Furthermore, a trend towards an increased risk of hematological reactions (anemia, leukopenia, thrombocytopenia) was observed in the presence of the TT genotype of the ABCB1 rs1045642 gene (33.3% in patients with the homozygous polymorphism vs. 3.3% in patients with CC and CT genotypes); the differences were statistically non-significant — *p*=0.06 by χ² test, OR=14.5 (95% CI 1.06-198.8%). The presence of the rs4149056 polymorphism (CC or TC genotypes) of the SLCO1B1 gene, on the contrary, played a protective role: in patients with the TT genotype (absence of polymorphism, wild-type), the frequency of arthralgia was 45.5%, while in the presence of at least one "mutant" allele, no cases of arthralgia were noted (*p*=0.03 by Fisher's exact test, OR=1.79, 95% CI 1.23-2.56). Thus, polymorphisms in transporter protein genes, particularly P-glycoprotein, were of greatest significance in the genesis of ADRs.

Discussion

This study is exploratory regarding the complex of pharmacogenetic markers applicable to modern treatment regimens for patients with MDR-TB. Earlier isolated studies were devoted to studying the relationship of individual polymorphisms either with the pharmacokinetics of a specific drug [13, 14] or with clinical indicators of efficacy and safety [17, 18]. Our study did not confirm the association of treatment efficacy and ADR frequency with the CYP3A4 rs2740574 polymorphism identified in the work by Zakharov A.V. et al. [17]; at the same time, data were obtained on the potential benefit of several other biomarkers associated with the pharmacokinetics of the main drugs used in modern MDR-TB treatment regimens. In particular, the role of the CYP3A5 polymorphism identified in the work by Yunusbaeva M.M. et al. [18] was confirmed. The main result of the study is the identification of a genetic predictor of ineffective treatment — a polymorphism in the ABCG2 gene of the ATP-binding cassette transporter G. Previously, this SNP was associated only with the risk of hepatotoxicity [19]. Considering the obtained data, detection of the homozygous genotype (AA) may guide the physician towards longer treatment regimens.

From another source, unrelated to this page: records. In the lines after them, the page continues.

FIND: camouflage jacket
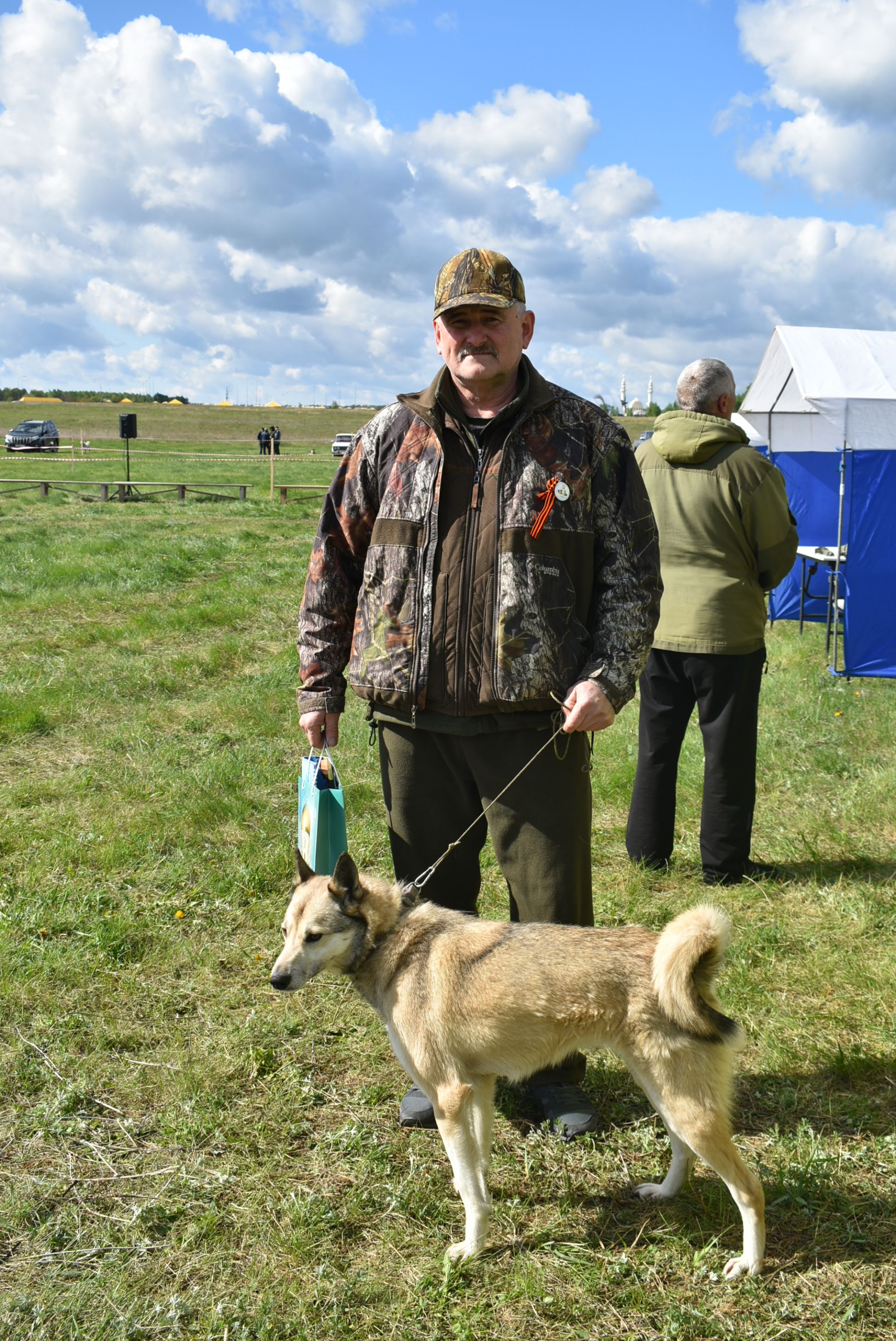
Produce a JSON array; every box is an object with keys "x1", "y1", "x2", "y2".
[{"x1": 299, "y1": 361, "x2": 662, "y2": 715}]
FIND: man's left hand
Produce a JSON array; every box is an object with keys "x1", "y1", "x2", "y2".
[{"x1": 562, "y1": 680, "x2": 616, "y2": 732}]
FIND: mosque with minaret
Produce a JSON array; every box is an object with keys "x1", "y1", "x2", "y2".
[{"x1": 619, "y1": 373, "x2": 654, "y2": 418}]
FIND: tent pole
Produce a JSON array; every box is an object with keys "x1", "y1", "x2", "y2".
[{"x1": 832, "y1": 437, "x2": 847, "y2": 675}]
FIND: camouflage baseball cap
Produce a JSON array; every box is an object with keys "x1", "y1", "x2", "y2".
[{"x1": 434, "y1": 247, "x2": 526, "y2": 317}]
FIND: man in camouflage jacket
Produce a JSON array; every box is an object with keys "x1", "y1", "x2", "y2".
[{"x1": 299, "y1": 249, "x2": 660, "y2": 1135}]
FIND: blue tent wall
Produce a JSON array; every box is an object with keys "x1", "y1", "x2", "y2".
[
  {"x1": 769, "y1": 452, "x2": 841, "y2": 620},
  {"x1": 841, "y1": 452, "x2": 896, "y2": 677}
]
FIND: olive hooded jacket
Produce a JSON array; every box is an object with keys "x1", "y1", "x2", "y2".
[{"x1": 636, "y1": 410, "x2": 797, "y2": 653}]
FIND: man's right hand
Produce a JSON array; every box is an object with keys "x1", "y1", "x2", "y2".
[{"x1": 299, "y1": 712, "x2": 340, "y2": 749}]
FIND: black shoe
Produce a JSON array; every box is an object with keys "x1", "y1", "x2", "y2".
[
  {"x1": 398, "y1": 1085, "x2": 437, "y2": 1128},
  {"x1": 529, "y1": 1085, "x2": 600, "y2": 1141}
]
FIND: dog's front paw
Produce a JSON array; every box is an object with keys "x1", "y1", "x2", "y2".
[
  {"x1": 445, "y1": 1239, "x2": 482, "y2": 1262},
  {"x1": 725, "y1": 1256, "x2": 762, "y2": 1281},
  {"x1": 635, "y1": 1183, "x2": 668, "y2": 1201}
]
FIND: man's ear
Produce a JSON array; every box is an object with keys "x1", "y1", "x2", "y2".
[
  {"x1": 296, "y1": 847, "x2": 315, "y2": 885},
  {"x1": 329, "y1": 852, "x2": 363, "y2": 908}
]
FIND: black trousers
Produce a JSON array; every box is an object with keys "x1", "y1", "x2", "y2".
[
  {"x1": 379, "y1": 723, "x2": 593, "y2": 1085},
  {"x1": 625, "y1": 648, "x2": 765, "y2": 875}
]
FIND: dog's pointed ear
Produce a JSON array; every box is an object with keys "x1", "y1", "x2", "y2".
[
  {"x1": 296, "y1": 847, "x2": 314, "y2": 885},
  {"x1": 329, "y1": 852, "x2": 364, "y2": 908}
]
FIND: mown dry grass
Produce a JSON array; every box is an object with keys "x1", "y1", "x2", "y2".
[{"x1": 0, "y1": 500, "x2": 896, "y2": 1341}]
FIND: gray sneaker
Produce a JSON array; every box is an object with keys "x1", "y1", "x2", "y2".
[
  {"x1": 398, "y1": 1085, "x2": 437, "y2": 1126},
  {"x1": 529, "y1": 1085, "x2": 600, "y2": 1141}
]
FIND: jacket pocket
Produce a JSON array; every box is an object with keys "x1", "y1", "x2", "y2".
[
  {"x1": 348, "y1": 536, "x2": 422, "y2": 693},
  {"x1": 494, "y1": 551, "x2": 591, "y2": 703}
]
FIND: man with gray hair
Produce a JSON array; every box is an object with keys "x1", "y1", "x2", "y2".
[{"x1": 625, "y1": 358, "x2": 797, "y2": 885}]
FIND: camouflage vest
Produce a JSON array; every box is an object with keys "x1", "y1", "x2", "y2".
[{"x1": 299, "y1": 354, "x2": 660, "y2": 713}]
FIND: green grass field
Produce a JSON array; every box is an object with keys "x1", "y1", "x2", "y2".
[{"x1": 0, "y1": 488, "x2": 896, "y2": 1341}]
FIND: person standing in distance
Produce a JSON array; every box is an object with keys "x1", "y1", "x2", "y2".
[
  {"x1": 299, "y1": 248, "x2": 660, "y2": 1136},
  {"x1": 625, "y1": 358, "x2": 797, "y2": 885}
]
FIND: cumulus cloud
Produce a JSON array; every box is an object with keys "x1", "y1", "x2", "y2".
[
  {"x1": 413, "y1": 85, "x2": 597, "y2": 181},
  {"x1": 738, "y1": 0, "x2": 896, "y2": 204},
  {"x1": 0, "y1": 0, "x2": 896, "y2": 401}
]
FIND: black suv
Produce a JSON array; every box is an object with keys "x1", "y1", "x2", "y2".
[{"x1": 7, "y1": 420, "x2": 59, "y2": 452}]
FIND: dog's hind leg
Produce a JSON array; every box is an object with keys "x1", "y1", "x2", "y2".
[
  {"x1": 635, "y1": 1126, "x2": 696, "y2": 1201},
  {"x1": 433, "y1": 1081, "x2": 491, "y2": 1261},
  {"x1": 471, "y1": 1075, "x2": 497, "y2": 1173},
  {"x1": 623, "y1": 1055, "x2": 765, "y2": 1281},
  {"x1": 672, "y1": 1113, "x2": 765, "y2": 1281}
]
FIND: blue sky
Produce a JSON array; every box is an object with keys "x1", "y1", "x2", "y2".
[{"x1": 0, "y1": 0, "x2": 896, "y2": 398}]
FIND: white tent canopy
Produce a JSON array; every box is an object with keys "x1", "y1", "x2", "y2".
[
  {"x1": 731, "y1": 410, "x2": 769, "y2": 446},
  {"x1": 741, "y1": 326, "x2": 896, "y2": 452}
]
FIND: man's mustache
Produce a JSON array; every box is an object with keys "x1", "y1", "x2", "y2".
[{"x1": 457, "y1": 345, "x2": 498, "y2": 363}]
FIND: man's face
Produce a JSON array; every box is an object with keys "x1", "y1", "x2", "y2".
[{"x1": 433, "y1": 306, "x2": 536, "y2": 386}]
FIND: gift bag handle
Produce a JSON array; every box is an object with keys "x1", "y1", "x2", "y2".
[{"x1": 311, "y1": 740, "x2": 339, "y2": 787}]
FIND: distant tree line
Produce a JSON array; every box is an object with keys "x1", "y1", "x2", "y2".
[{"x1": 0, "y1": 386, "x2": 190, "y2": 405}]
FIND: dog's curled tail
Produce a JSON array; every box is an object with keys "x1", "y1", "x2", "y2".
[{"x1": 652, "y1": 904, "x2": 746, "y2": 1047}]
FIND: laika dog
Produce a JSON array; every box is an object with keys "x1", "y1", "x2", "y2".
[{"x1": 271, "y1": 853, "x2": 765, "y2": 1281}]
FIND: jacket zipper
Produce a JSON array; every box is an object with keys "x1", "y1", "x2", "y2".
[
  {"x1": 411, "y1": 410, "x2": 445, "y2": 729},
  {"x1": 491, "y1": 397, "x2": 556, "y2": 699},
  {"x1": 454, "y1": 443, "x2": 489, "y2": 718}
]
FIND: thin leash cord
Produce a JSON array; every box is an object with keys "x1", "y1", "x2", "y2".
[{"x1": 411, "y1": 693, "x2": 569, "y2": 889}]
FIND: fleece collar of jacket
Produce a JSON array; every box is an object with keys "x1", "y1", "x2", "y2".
[{"x1": 650, "y1": 410, "x2": 750, "y2": 466}]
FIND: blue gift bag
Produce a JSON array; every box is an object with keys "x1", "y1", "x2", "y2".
[{"x1": 297, "y1": 746, "x2": 348, "y2": 875}]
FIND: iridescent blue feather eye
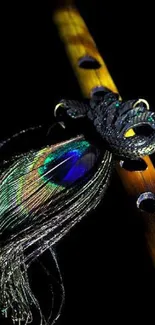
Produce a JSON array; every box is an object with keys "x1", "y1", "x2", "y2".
[{"x1": 39, "y1": 140, "x2": 98, "y2": 187}]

In addition, allelic polymorphisms associated with the risk of significant adverse reactions (for P-glycoprotein and organic anion transporter B1 genes) were identified. Thus, a possible composition of a pharmacogenetic panel applicable for predicting treatment response and developing an optimal treatment strategy for the most complex category of patients has been determined.

This study has several limitations related to its "pilot", exploratory nature: primarily, the relatively small sample size, and secondly, the lack of analysis of phenotypic factors with potential influence on treatment outcome. Further work is planned using a larger sample size and studying the prognostic significance of polymorphisms in other enzymes and transporters associated with the efficacy and safety of treatment in patients with MDR/XDR-TB.

Conclusion

Polymorphisms in the CYP3A5 (rs776746, genotype AA) and ABCG2 (rs2231142, genotype AA) genes associated with unfavorable treatment outcomes in MDR-TB patients were identified. Genetic predictors of neurotoxic and gastrointestinal reactions during the treatment of patients with multidrug-resistant pathogen were determined.

The obtained results are applicable for identifying patients in need of individualized treatment regimens to select the most effective therapeutic strategy, as well as for early prevention of corresponding types of ADRs.